Yönetmen: Afonso Poyart Oyuncular: Anthony Hopkins, Colin Farrell bence bunu da kaçırmayın derim..
Hepinize iyi haftalar ve harika seyirler,
BENİ OKUMADAN SAKIN SİNEMAYA GİTMEYİN DERİM..
Sevgisiz, Sinemasız ve beni takipsiz kalmayın,
BENİM İÇİN; HAFTANIN EN İYİ 3 FİLMİNİ SİZLER İLE PAYLAŞMAKTAN GURUR DUYARIM..
AMY
2011 yılının Temmuz ayında henüz 27 yaşındayken hayata veda eden, müzik alanında yüzyılın gördüğü en önemli yeteneklerden biri olarak kabul edilen Amy Winehouse'un hayatını beyazperdeye yansıtan film, ünlü müzisyenin kendi anlatımı eşliğinde, daha önce görülmemiş arşiv görüntülerini izleyiciyle buluşturacak.

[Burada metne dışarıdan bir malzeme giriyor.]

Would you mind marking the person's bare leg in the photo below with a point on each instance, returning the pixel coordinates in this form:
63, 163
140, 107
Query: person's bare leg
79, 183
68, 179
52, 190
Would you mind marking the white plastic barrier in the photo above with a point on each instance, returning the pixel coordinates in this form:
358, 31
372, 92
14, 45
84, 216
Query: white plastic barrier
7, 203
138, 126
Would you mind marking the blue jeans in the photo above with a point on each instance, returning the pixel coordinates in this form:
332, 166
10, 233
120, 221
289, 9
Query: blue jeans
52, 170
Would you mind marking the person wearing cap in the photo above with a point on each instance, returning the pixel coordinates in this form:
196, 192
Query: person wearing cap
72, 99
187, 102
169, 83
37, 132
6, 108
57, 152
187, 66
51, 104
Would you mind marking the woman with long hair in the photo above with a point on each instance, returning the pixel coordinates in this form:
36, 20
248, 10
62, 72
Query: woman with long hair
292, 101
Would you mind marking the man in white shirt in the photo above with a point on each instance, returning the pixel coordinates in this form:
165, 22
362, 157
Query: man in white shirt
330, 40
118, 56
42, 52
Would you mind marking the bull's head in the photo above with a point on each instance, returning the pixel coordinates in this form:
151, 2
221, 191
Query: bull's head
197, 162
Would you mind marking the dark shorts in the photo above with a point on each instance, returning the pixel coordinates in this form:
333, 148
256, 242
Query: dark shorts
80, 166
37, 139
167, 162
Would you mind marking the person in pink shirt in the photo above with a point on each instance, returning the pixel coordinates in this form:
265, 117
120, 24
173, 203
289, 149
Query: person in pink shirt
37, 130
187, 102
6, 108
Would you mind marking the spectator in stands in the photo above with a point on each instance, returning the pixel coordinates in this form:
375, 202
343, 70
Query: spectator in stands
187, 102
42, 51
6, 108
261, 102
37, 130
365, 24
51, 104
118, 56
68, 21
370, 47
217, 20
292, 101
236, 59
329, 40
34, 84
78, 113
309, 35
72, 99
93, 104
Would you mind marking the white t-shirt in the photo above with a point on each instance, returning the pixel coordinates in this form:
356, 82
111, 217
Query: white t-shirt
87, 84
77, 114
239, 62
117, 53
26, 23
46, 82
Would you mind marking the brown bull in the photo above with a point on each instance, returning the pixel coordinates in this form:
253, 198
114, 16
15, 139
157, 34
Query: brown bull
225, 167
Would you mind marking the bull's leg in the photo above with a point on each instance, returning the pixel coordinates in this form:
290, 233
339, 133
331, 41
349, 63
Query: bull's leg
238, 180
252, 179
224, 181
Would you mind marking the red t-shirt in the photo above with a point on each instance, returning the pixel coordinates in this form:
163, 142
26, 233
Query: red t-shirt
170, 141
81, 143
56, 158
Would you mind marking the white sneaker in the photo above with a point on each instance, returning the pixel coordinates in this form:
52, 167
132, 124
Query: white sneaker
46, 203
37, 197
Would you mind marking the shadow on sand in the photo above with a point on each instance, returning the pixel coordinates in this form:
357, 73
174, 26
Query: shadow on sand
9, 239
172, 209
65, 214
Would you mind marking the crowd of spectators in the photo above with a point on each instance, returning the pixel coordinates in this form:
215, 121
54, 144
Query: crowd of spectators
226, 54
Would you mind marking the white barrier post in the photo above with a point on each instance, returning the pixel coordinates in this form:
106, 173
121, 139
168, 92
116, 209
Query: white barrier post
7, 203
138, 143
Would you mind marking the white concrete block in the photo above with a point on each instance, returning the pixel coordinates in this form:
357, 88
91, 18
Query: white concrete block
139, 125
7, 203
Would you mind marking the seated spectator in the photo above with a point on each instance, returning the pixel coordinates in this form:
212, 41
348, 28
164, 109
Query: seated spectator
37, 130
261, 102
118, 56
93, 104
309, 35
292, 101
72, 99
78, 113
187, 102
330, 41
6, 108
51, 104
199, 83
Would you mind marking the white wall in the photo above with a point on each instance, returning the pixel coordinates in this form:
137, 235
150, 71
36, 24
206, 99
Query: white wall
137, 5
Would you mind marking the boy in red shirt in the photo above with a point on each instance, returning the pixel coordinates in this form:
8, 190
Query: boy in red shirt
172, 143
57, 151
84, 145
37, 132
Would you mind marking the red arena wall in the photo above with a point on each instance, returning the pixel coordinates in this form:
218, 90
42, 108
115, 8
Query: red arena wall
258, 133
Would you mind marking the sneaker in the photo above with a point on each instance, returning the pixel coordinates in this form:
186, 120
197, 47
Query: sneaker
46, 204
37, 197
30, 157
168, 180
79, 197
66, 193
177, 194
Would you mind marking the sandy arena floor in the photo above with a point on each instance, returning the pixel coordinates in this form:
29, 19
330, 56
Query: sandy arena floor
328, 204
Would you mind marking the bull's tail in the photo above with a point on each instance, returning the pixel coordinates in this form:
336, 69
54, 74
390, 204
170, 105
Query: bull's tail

Aynı zamanda Winehouse'un daha önce duyulmamış şarkılarını da gün yüzüne çıkaran belgeselin
yönetmenliğini 2010 tarihli “Senna” belgeseliyle büyük ses getiren yönetmen Asif Kapadia üstleniyor.
Amy Winehouse, Öldüğünde sadece 27 yaşındaydı.
Kısacık hayatının her bir köşesini yaşama amacı olan müzikle doldurmuştu.
AMY"i izlerken bu trajik hikayeye şahit olmak beni derinden üzdü.
Yönetmen Asif Kapadia, bu güzel müzik kadının zaaflarını, zayıf yönlerini kalbini, ruhunu ortaya koyan bir belgesel hazırlamış iyi ki de yapmış..
Hatta filmi izlediğinizde anlayacaksınız ki bu genç kadın komik, samimi, utangaç ve çok farklı. Güzel olan sadece sesi değil; ruhu, kalbi.
Belgeselde Amy'nin kendi ses kayıtlarını, konser görüntülerini, evinde çekilmiş videolarını, ailesiyle,
arkadaşlarıyla olan yakınlığını, aşkını, en çok da müziğe olan bağlılığını izliyoruz.
Kendini saklamayan, aşık olmaktan korkmayan, benliğini sadece müziğine veren Amy'i bu belgeselle
daha iyi tanıma fırsatı bulacaksınız..
Genç yaşta hayatını kaybetmiş ancak durmadan üretmiş, istediği gibi yaşamış ve en önemlisi de müziğini dinleyen herkesin kalbine dokunmuş, dokunmaya da devam edecek.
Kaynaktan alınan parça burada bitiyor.